The share for the Net audience-measurement company NetValue rocketed to a nearly 241 percent gain when its IPO finally took place on Paris’s Nouveau Marché.
Its listing was postponed Thursday and Friday due to overwhelming demand, the share closed at 73 euros (U.S. $76.7), up from 22 euros (U.S. $21.3) — the top of the hypothetical range given in the IPO prospectus — on trading volume of 1,136,921 shares. On 3:30pm Tuesday the share was at 79.05 euros (U.S. $76.7).
Founded in March 1998, NetValue is now valued at 640 million euros, reportedly 60 times its expected sales for 2002.
The company is the second French Net company in a week to have its trading halted on the NM. Last week, the ParisBourse had to shut down trading twice on ArtPrice.Com to allow the market to catch its breath.
That share closed yesterday at 50 euros, down 1 percent on the day but up 262 percent from its introductory price of 19.06 euros (U.S. $18.5). ArtPrice.com is valued at 320 million euros (U.S.$311 million).
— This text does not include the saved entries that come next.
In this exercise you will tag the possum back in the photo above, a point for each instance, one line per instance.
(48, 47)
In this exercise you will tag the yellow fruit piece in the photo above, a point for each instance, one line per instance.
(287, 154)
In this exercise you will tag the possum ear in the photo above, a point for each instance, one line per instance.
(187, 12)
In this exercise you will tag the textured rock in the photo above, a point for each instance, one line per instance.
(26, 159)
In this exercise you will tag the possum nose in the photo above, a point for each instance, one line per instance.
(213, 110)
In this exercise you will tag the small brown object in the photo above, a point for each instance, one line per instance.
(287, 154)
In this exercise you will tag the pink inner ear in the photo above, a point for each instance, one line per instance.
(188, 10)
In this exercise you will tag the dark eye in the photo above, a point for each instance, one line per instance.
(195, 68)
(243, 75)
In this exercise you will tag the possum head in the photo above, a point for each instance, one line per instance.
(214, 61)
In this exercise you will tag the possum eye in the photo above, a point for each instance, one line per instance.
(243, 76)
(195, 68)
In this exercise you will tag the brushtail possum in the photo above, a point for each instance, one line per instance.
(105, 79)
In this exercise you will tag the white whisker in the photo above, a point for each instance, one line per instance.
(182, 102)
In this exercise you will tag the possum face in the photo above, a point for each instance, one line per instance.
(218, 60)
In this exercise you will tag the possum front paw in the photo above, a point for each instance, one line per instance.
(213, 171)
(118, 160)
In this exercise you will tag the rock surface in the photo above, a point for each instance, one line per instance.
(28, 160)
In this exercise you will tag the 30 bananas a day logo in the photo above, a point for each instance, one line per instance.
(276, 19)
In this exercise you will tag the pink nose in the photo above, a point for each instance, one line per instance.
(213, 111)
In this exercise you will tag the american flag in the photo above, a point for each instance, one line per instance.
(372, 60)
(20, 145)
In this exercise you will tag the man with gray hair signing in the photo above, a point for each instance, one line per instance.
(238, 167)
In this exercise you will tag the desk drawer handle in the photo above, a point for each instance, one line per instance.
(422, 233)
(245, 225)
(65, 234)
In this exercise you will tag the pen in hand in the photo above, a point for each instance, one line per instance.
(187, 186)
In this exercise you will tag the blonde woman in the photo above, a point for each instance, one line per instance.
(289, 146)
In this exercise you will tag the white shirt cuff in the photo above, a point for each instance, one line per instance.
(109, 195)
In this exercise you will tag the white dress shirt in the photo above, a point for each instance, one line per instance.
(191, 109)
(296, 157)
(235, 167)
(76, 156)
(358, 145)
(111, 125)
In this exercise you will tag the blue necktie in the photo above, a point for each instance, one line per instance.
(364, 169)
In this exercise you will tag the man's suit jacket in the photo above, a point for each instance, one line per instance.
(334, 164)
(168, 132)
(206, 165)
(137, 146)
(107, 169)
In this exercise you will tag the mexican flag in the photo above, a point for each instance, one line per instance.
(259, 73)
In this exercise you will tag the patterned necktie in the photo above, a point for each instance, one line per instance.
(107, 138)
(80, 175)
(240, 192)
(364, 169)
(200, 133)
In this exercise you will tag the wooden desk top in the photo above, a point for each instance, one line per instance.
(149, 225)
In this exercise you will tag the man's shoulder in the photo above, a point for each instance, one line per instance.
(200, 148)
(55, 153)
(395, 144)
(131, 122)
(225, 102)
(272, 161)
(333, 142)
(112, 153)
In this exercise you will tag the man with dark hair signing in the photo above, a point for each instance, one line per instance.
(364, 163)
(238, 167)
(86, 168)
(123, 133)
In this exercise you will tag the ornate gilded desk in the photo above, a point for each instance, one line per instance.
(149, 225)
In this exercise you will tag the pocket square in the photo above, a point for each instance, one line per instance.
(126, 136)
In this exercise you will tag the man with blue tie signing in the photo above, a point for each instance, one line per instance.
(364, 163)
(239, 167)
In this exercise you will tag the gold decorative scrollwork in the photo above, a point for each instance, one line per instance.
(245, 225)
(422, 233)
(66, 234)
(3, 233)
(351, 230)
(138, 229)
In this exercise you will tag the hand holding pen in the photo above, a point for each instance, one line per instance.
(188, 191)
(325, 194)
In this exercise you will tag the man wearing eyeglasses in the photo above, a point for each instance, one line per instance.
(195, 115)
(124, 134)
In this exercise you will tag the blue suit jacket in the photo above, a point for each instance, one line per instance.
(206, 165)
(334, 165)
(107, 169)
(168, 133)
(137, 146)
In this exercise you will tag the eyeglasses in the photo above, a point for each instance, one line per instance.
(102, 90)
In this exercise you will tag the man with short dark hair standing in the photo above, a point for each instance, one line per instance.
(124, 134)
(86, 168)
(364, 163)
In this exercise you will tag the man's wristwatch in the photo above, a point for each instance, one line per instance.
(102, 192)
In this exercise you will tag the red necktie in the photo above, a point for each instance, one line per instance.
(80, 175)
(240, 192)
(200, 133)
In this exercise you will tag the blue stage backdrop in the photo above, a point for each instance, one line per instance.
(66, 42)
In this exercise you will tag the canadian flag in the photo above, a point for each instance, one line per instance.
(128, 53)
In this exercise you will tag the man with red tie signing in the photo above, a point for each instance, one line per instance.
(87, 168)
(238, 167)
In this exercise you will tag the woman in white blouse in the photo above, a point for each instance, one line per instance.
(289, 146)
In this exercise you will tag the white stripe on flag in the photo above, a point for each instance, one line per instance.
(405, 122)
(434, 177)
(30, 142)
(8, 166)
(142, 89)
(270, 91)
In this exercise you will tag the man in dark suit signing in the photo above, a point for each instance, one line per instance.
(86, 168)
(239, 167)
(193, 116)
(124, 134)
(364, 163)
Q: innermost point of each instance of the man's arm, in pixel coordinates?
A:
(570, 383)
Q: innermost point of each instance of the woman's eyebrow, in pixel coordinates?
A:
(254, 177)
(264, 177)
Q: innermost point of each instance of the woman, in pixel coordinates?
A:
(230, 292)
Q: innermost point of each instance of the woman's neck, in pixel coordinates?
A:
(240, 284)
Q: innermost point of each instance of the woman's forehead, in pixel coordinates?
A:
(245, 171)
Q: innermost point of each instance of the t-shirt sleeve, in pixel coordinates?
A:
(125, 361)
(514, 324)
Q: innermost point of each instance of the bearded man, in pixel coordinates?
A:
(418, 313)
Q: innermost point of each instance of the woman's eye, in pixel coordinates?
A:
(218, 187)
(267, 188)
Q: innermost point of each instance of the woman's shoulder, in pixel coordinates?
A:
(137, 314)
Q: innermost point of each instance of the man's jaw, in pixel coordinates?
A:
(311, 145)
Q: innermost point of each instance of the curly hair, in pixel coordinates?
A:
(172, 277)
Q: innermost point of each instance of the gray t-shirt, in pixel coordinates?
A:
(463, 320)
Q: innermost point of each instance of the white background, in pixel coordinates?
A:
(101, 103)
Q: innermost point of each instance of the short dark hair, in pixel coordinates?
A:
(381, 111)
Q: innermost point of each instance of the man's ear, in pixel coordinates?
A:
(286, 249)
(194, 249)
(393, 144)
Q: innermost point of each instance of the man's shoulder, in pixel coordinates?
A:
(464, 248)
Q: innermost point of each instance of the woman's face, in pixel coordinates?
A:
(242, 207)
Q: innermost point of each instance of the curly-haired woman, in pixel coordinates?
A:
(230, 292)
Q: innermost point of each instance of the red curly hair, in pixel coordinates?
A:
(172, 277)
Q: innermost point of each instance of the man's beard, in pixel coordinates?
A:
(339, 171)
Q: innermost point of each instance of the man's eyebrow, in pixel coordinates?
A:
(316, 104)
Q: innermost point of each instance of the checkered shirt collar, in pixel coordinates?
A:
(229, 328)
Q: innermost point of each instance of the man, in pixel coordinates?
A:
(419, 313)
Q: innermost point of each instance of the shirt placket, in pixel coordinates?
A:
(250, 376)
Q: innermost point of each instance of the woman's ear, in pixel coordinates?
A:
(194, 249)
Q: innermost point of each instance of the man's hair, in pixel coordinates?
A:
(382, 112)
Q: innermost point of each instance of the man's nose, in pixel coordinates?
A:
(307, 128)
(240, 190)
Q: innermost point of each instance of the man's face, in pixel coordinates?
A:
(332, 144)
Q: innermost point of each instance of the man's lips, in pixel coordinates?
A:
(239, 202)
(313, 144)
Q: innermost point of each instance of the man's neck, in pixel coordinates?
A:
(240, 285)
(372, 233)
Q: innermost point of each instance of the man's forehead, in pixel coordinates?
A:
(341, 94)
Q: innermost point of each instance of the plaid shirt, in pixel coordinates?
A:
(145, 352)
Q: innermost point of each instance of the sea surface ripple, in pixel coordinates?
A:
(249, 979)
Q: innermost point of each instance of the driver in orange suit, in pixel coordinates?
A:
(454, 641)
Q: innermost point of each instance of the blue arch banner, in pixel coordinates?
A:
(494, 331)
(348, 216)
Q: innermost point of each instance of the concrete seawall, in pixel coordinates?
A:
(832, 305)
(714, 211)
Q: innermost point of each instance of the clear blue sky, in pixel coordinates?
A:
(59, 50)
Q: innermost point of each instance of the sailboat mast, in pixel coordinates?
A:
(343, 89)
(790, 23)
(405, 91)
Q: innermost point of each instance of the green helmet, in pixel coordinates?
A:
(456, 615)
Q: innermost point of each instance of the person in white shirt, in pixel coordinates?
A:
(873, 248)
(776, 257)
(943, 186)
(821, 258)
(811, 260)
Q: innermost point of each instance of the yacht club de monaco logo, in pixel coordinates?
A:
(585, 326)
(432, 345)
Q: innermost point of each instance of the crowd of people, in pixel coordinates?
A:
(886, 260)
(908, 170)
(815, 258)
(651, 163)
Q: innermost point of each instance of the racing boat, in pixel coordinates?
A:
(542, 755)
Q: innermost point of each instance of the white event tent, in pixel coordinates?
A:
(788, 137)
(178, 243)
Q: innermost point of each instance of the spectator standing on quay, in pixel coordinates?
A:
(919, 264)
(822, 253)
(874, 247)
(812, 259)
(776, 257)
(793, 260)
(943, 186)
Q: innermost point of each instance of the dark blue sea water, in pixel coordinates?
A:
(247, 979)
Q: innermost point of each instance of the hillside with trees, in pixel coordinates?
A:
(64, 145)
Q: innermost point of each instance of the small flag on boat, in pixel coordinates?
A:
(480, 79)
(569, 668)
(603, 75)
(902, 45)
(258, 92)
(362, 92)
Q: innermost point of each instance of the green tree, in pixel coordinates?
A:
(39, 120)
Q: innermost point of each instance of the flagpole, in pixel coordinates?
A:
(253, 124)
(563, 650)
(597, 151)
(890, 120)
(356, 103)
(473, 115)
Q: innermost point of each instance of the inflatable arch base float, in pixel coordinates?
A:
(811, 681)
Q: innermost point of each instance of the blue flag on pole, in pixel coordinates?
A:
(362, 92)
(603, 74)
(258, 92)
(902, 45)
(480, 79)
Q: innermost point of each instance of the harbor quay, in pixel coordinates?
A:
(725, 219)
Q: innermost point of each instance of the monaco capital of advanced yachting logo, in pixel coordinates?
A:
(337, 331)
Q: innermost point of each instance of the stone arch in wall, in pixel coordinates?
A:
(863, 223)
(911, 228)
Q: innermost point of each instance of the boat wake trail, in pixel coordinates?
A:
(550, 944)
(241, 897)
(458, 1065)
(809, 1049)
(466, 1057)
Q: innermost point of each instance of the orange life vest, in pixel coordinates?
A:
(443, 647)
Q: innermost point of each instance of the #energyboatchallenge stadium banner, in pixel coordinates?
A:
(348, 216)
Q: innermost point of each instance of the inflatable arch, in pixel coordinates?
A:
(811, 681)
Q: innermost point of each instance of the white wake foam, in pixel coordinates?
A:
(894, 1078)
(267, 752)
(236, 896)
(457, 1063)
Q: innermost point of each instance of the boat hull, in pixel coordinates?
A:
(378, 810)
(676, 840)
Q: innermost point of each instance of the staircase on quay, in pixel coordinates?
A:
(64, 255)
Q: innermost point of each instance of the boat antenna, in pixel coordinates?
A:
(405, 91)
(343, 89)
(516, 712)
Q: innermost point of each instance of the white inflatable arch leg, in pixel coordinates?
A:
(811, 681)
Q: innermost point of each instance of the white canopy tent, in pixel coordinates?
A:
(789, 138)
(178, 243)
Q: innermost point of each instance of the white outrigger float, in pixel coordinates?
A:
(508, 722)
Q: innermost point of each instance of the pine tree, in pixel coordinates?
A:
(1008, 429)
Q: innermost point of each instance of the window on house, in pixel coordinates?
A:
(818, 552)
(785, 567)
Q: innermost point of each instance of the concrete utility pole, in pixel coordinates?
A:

The company made only 2.94 percent, or 2.4 million, of its shares available to private individuals, causing rumbles of discontent among investors. Big investors had elbowed in early.
The company’s founding investors included Innovacom, (37.1 percent), Matignon Investissement (20.2 percent) and EG Investments Ltd. (14.2 percent).
Deutsche Telekom’s T-Venture (10.1 percent) and ABN AMRO Investment Funds (6.7 percent) were among the new corporate investors.
Like its main competitor MMXI, NetValue tracks the online movements of a representative panel of Internet users via software it puts on their computers, to collect and measure data on Web site audience share.
The company has branches in France, the U.K., Germany, Sweden and the U.S. Its most recent report examines the performance of e-commerce sites during the Christmas shopping season. It also publishes monthly top-ten rankings.